A large portion of the book assesses the intelligence gathering of the contending armies leading up to and during the campaign comparing the difficulties both armies faced in its gathering and the steps taken to prevent it reaching the enemy.
In many regards Wellington had a distinct advantage with, in the main, a supportive local population, better access to the theatre of operations enabling a very good understanding of the country and landscape together with a detailed knowledge of French forces, their command structure and position at any given time.
The French struggled in nearly all these aspects of intelligence gathering, able to offset some of the gaps in their knowledge with a surprising network of local spies within the allied territory and the very helpful British press; who only to eagerly gathered up the gossip from the 'croakers' within the allied army and fed off the official reports obtained from within the government at home who would today put a whole different conception on the term 'leak'.
These reports littered the British free press with very accurate and highly sensitive reports on British plans and troop numbers that Napoleon placed much reliance on, controlling a state, as he did, where the national press only printed what it was told to.
This lack of self censorship within the British government in particular only added to Wellington's problems causing him to limit the information he was prepared to share with his political masters at home and adding to an unnecessary sense of mistrust, something that would gradually diminish with allied success, but a factor that added to the restriction Wellington felt in his handling of the campaign and the risks he was prepared to run.

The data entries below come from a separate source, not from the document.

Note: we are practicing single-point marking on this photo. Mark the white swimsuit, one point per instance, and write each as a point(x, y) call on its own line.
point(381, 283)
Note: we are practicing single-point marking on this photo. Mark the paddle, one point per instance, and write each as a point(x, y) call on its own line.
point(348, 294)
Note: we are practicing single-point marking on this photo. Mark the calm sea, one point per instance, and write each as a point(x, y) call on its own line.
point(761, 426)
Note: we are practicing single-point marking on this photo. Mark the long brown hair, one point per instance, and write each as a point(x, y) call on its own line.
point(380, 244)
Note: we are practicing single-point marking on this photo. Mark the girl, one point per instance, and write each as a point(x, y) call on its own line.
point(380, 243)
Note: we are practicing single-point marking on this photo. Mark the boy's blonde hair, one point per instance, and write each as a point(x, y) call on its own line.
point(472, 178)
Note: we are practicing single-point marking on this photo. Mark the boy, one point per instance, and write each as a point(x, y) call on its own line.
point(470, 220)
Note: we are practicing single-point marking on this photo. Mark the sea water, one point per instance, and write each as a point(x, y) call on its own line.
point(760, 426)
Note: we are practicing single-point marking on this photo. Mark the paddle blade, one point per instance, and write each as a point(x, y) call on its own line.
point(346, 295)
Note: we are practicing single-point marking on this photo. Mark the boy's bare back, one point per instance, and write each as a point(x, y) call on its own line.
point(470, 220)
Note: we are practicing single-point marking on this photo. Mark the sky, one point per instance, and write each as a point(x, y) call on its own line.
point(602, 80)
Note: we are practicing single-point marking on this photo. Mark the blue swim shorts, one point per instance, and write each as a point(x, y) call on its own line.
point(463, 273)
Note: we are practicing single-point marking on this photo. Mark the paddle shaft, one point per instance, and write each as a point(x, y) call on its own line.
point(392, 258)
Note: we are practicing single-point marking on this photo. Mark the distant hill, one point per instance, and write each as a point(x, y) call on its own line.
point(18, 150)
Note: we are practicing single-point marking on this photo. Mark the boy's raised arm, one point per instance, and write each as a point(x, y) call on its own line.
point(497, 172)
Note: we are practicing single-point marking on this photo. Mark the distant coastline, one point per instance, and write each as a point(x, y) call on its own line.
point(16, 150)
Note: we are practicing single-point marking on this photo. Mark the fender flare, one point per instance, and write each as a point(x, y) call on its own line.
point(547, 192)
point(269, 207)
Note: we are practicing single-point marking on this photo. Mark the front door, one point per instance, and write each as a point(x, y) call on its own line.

That said the French seemed unable to use the information that was within their control, with officers within Massena's army, such as Junot seemingly unable or unwilling to share their undoubted knowledge of the terrain that would likely face the French on their approach to Lisbon.
The question of the maps used by the French in their planning and ordered march routes has long been a debated factor in the French invasion, together with their use of unreliable, former Portuguese army officers as local guides.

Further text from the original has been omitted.